Last week, I used this column to highlight West Virginia's top 10 ranking in Kiplinger.com's new Tax Friendliness survey. That high rank was due in large part to the state's low median property tax payments.

The Kiplinger index mainly focused on residential taxes, as authors wanted to gauge the best tax climates in which a person might want to live.

But what about the climate for business taxes?

Analysts at The Tax Foundation, a non-partisan Washington, D.C. think tank, offered their take last month with the release their 2014 State Business Tax Climate Index report.

The report gave West Virginia a middle-of-the-pack ranking of 23rd best overall business tax climate, a drop of two spots from the 21st ranking the state had the year before.

While not in the top 10, the state still beat out its neighbors in the business index, just like it did in Kiplinger's residential measure.

West Virginia's position as 23rd edged out Pennsylvania at 24th and also beat out Virginia's 26th, Kentucky's 27th, Ohio's 36th and Maryland's 41st rankings.

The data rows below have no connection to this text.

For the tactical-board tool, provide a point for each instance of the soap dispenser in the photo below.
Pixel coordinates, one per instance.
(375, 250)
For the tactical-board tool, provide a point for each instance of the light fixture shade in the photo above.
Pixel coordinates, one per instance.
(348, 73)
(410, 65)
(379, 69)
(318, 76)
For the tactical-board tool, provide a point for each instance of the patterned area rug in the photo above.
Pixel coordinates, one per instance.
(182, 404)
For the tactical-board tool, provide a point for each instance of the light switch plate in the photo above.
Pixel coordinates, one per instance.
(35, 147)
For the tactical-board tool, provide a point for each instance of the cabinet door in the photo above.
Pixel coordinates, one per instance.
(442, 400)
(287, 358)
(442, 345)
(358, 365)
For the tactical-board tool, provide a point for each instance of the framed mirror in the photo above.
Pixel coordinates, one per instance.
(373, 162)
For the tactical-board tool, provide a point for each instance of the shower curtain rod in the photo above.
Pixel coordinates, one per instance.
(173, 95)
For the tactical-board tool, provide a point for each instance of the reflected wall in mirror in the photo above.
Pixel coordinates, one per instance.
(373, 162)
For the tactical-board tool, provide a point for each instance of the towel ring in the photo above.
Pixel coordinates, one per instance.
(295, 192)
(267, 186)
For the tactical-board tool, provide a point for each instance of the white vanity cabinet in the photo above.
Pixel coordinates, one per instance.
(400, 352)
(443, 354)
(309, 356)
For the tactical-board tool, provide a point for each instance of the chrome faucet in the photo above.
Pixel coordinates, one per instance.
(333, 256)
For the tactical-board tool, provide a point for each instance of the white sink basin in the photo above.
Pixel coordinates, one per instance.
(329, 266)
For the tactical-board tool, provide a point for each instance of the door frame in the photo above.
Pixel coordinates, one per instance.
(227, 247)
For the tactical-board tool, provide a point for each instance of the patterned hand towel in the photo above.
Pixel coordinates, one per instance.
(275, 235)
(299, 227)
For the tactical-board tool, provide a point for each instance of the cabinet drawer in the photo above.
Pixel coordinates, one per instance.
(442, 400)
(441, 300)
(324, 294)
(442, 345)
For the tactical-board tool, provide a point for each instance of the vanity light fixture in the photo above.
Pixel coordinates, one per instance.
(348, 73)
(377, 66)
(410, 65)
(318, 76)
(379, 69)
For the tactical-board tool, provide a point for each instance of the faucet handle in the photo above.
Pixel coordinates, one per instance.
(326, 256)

The index analyzes five areas in order to come up with its rankings: corporate taxes, individual income taxes, sales taxes, unemployment insurance taxes and taxes on residential and commercial property.

West Virginia ranking across the individual categories didn't deviate much from the middle of the pack.

The state had the 20th best corporate income tax rate (a measure that will improve when the rate falls from 7 to 6.5 percent on Jan. 1, 2014). The state ranked 24th for individual income tax rates, 25th for sales taxes, 26th for unemployment insurance taxes and 27th for property taxes.

You'll notice the state didn't get as high of marks in categories like it did in the Kiplinger survey, particularly in the property tax area. That was because West Virginia is among the handful of states that impose a property tax on business inventories and a business franchise tax.

The franchise tax -- the state tax "on the privilege of doing business in West Virginia" -- is in the process of being phased out by the end of next year. But the inventory tax is baked into the state constitution.

To offset it, the state offers manufacturing inventory tax credits among its host of other tax credits enacted to attract business investment to the state.

The Tax Foundation, however, frowns upon these special tax incentives.

"Policymakers create these deals under the banner of job creation and economic development, but the truth is that if a state needs to offer such packages, it is most likely covering for a bad business tax climate," analysts wrote in the 2014 tax climate report.

Researches said these credits complicate the tax system, narrow the tax base, drive up the tax rates for those businesses that don't qualify for the credits, distort the free market and often fail to achieve the desired economic growth effects.

"A more effective approach is to systematically improve the business tax climate for the long term," the report said.

Experts at the West Virginia Center on Budget and Policy have also criticized these credit programs because the state does little to track their effectiveness.

Statehouse leaders might want to give the credit programs another look. It could help the West Virginia get another leg up on the competition from our neighboring states.